It may be only four years old, but the Singapore University of Technology and Design (SUTD) has produced graduates who are just as marketable as those from the more established local universities.
The first graduate employment survey released by the university yesterday showed that the gross median salary of graduates from its three engineering courses last year was $3,600. Their overall job prospects were similar to those of graduates from similar courses at the National University of Singapore (NUS), Nanyang Technological University (NTU) and Singapore Management University.
SUTD provost Chong Tow Chong said graduates from some courses even commanded higher median salaries than their peers in other varsities' engineering programmes as these courses were multi-disciplinary and design-centric.
For instance, the engineering product development course covers areas like materials, mechanical and electrical engineering.
Its graduates earned a median gross salary of $3,600, more than the median $3,300 that an NTU electrical and electronic engineering graduate took home last year.
"We do not offer traditional degrees like mechanical or civil engineering degrees.

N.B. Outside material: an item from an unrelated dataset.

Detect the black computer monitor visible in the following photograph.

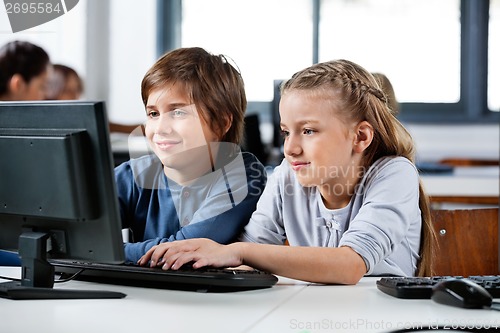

This is the right choice for us... (as) the challenges that companies face today are pretty multi-disciplinary and multi-faceted," said Professor Chong.
Some 85 per cent of SUTD's 187 graduates in the labour force were employed within six months after their final examinations last year, slightly behind the 90 per cent overall employment rate for graduates from the other universities, which released their yearly survey results earlier this month.
Prof Chong attributed the lower overall employment rate to the university's small cohort, and how some graduates might have taken a gap year. Around 86 per cent of SUTD's cohort of 298 fresh graduates took part in the survey.
Established in 2012 in partnership with the Massachusetts Institute of Technology and China's Zhejiang University, SUTD offers just four degree programmes, including an architecture and sustainable design course. Data from the first batch of the architecture course will be released in 2020 after graduates finish their practical training.
The university, which moved to its Changi campus in May last year, aims to boost intake to more than 400 when the new school term starts in May. Last year, it admitted a record 386 students.
Mr Joshua Cheong, 24, a cross-franchise management associate at Citibank who graduated from the information systems technology and design course last year, was glad that he joined SUTD.
"Learning design methodology enabled me to tackle abstract problems from an engineering perspective and break them down into different parts. From my social science courses, I also understood that technology adoption or development is not devoid of social interaction."